Microsoft’s patches this month are few, but no less important. In fact, critical in one case!
We generally compare two sources of information to understand the impact of Microsoft’s patch updates – Microsoft’s own feed plus information from an independent source, such as US-CERT [United States-Computer Emergency Readiness Team] which uses the Common Vulnerability Scoring System (CVSS) to asses the potential impact of the IT vulnerabilities. By contrasting two sources of information we can get the real picture of how the vulnerabilities affect your business.

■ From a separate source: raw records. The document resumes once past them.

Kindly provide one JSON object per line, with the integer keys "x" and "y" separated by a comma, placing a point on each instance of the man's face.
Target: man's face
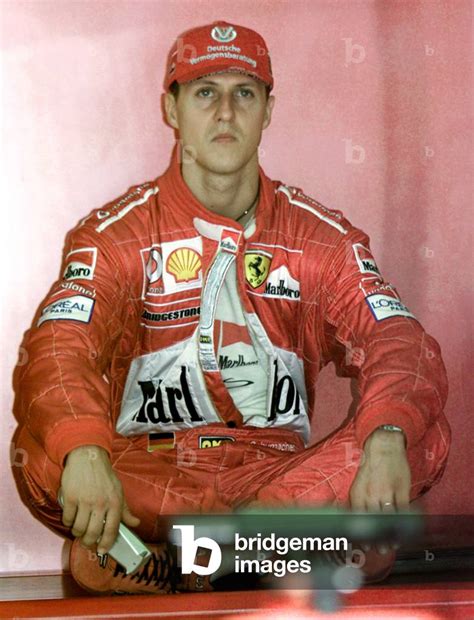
{"x": 220, "y": 119}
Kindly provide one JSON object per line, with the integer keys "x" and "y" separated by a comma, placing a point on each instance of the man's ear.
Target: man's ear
{"x": 170, "y": 110}
{"x": 268, "y": 111}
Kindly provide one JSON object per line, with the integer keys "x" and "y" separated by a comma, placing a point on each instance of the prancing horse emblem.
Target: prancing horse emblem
{"x": 257, "y": 265}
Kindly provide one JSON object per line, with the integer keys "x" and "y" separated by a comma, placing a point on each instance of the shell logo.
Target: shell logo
{"x": 184, "y": 264}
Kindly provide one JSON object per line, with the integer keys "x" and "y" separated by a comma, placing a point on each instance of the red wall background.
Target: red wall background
{"x": 373, "y": 117}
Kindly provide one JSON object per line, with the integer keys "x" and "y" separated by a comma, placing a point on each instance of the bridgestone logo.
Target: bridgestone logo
{"x": 171, "y": 316}
{"x": 281, "y": 290}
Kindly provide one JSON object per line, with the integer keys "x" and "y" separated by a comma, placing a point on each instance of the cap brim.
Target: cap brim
{"x": 191, "y": 76}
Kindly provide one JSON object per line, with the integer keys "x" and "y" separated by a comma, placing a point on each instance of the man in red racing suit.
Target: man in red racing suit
{"x": 166, "y": 307}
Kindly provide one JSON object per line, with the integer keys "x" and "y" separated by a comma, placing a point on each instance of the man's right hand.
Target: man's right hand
{"x": 93, "y": 500}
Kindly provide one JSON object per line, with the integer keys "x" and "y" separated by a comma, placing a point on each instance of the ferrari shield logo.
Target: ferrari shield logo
{"x": 257, "y": 265}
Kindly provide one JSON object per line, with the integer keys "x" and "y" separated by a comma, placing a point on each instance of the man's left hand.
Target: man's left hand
{"x": 383, "y": 480}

In this latest round, announced last week, we have four updates, MS14-052, MS14-053, MS14-054 and MS14-055. Full details for each below. Now, what’s interesting here is that Microsoft has listed the latter three as Important but by using the CVSS we can actually understand that MS14-055 has a score of 7.8 out of 10. That’s pretty high and, in our experience, anything with a CVSS score that high needs to be urgently prioritised along with the Critical update MS14-052.
What’s the risk?
MS14-055 resolves vulnerabilities, which could allow a denial of service attack against Microsoft Lync Server. This is rightfully a high-scoring ‘Important’ vulnerability that could allow someone to kill the server of a communications tool so vital to the operations of many, many businesses.
As an aside, I like to think of a denial of service attack as a marble in a bucket; the bucket is being used to remove water from a swimming pool. Every time, the bucket is used, another marble finds its way in. Before long, you’re carrying a lot of marbles and not shifting much water! This vulnerability needs resolving – its time to lose your marbles.
MS14-052 has a CVSS score of 9.3. It’s a ‘rollup’ of 36 privately reported vulnerabilities, which affect all versions of Microsoft Internet Explorer. The vulnerability could allow an attacker to execute remote code. Again, it needs to be resolved.
Next steps
Right now, we’re looking at the binary code for each patch update and moving towards testing and piloting the updates before deployment to customers. As with all our customers, we’ll be working through our agreed deployment process using Verismic Syxsense for rollout.